I’d figure it out, I had decided.

New year, new Aurora.

So what if it was June? Who said your new year had to start on January 1st, am I right? Mine had officially started with a lot of tears on a Wednesday afternoon about a year ago. And it was time for a newer version of the person I’d been back then.

That’s why I was here.

Back in the town I’d grown up in, twenty years later.

Thousands of miles away from Cape Coral and everyone and everything in Nashville.

Free to do whatever I wanted to do for the first time in a long, long time.

I could be whoever I wanted to be. Better late than never, right?

I blew out a breath and shook my shoulders to wake myself up a little more, wincing at the ache that had taken them over, back when I’d gotten the rug pulled out from under me, and never left. Maybe I had no real idea of what I was going to do long term, but I was going to figure it out. I couldn’t find it in me to regret my decision to drive here.
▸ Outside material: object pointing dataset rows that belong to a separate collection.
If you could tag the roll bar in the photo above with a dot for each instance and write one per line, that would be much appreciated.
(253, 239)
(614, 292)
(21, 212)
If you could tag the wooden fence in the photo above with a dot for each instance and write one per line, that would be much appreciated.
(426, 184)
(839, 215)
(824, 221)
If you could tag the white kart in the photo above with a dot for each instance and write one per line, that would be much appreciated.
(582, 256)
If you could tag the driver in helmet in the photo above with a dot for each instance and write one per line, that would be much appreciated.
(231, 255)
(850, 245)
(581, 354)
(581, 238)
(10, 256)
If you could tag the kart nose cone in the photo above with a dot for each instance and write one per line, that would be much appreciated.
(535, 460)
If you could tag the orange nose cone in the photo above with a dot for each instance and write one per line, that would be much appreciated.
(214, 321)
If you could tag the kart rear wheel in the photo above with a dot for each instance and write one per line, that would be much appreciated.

There were plenty of things in my life I regretted, but I wouldn’t let this choice be one of them. Even if I didn’t end up staying in the area long term, the month I had reserved in Pagosa Springs was going to be nothing in the grand scheme of life. It was going to be a stepping stool for the future. Maybe a Band-Aid for the past. A boost to the present.
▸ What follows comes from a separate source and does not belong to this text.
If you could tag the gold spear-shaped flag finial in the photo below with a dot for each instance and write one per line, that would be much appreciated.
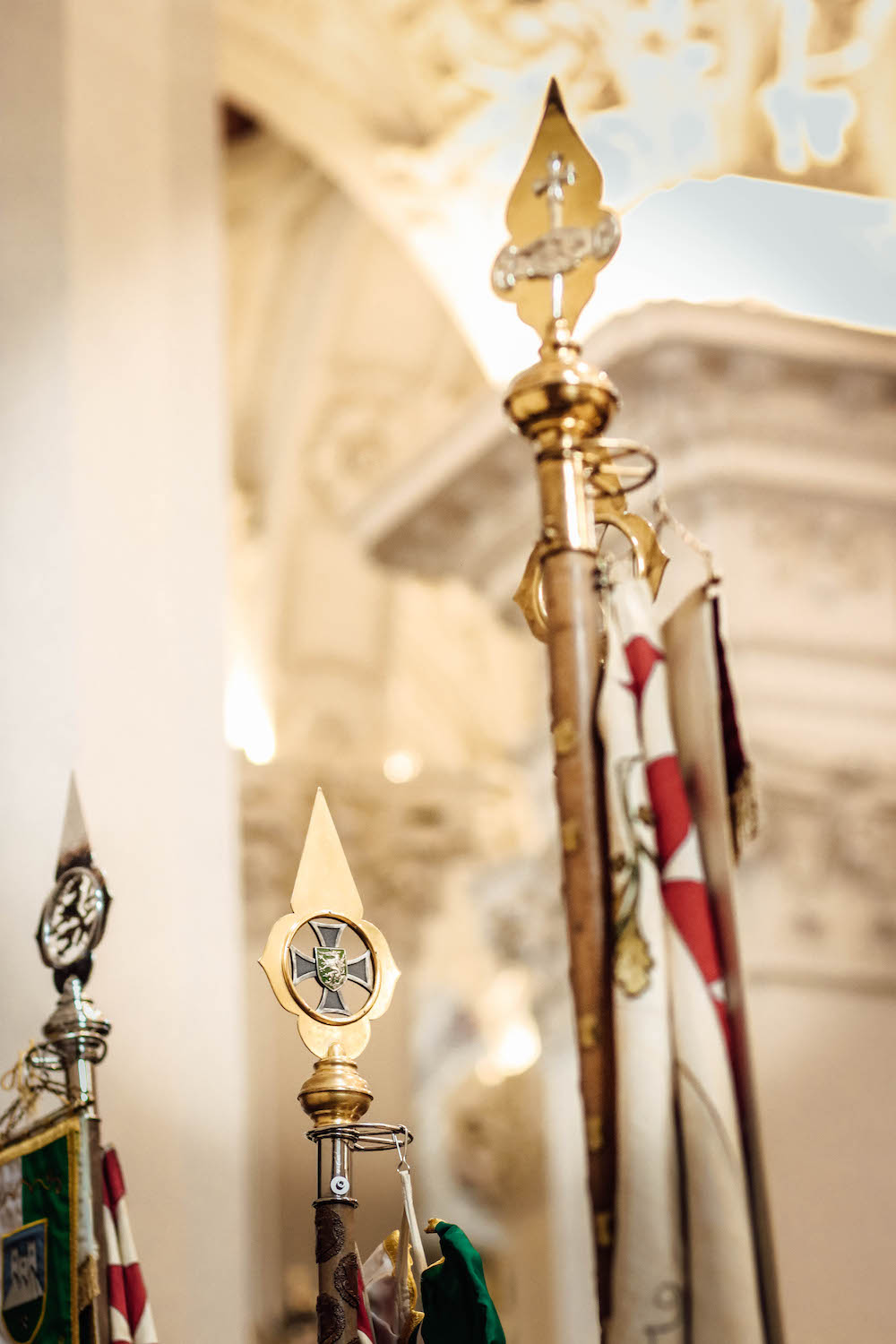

It’s never too late to find a new road, as my friend Yuki sang. I had driven all this way to Colorado for a reason, and nothing was going to be in vain—not my butt cheeks hurting, my shoulders aching, my sciatic nerve acting up, or even how much my eyes needed a light bulb and a nap.

And if I could feel the start of a headache right above my eyebrows, then that was just part of the journey, a building block for the fucking future. No pain, no gain.
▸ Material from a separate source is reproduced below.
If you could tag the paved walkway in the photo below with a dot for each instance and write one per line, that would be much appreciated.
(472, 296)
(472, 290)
And if I didn’t get into my car again for another month, that would be great too. The idea of being behind the wheel for another minute made me want to puke. Maybe I’d buy another car while I was at it now that I thought about it. I had the blood money for it. Might as well use it for something I would actually need and use since my existing one didn’t have four-wheel drive.

Now. New. Present.

The past was staying where it was, because as much as I would’ve liked to light it on fire and watch it burn, that couldn’t happen.

Mostly because I’d go to jail for double homicide, and that kind of thing was frowned upon.

Instead, I was moving on without a criminal record, and this was the next step. Bye, Nashville and everything there. See you later, Florida, too. Hello, Colorado and mountains and a peaceful, hopefully happy future. I was going to will that shit into existence. Like Yuki would also sing, if you put things out into the universe, hopefully someone will listen.

The hard part was over. This was my future. Another step in the next thirty-three years of my life.

I should thank the Joneses for it, really. Maybe not for taking advantage of me, but at least I knew now what I’d been in—who I’d been surrounded by. At least I had gotten out.

I was free.

Free to go back to where I’d spent the first part of my life, to see the place where I’d last seen my mom. The same place she had loved so much and that held so many good memories, as well as the worst.

I was going to do what I had to do to keep going with my life.

And the first step was to make a left down a dirt road that was technically called a county road.

Gripping the steering wheel as hard as I could as my tires drove over one pothole after another, I pictured the last blurry memory I had of my mom, the image of her greenish-brown eyes—the same ones I saw in the mirror. Her very medium brown hair, not dark but not light, was another thing we shared—at least until I’d started coloring my hair, but I’d stopped that. I’d only started coloring it because of Mrs. Jones. But mostly, I remembered how tightly my mom had hugged me before she had given me permission to go to my friend’s house the next day instead of going with her on the hike she had planned for both of us. How she had kissed me when she’d dropped me off and said, “See you tomorrow, Aurora-baby!”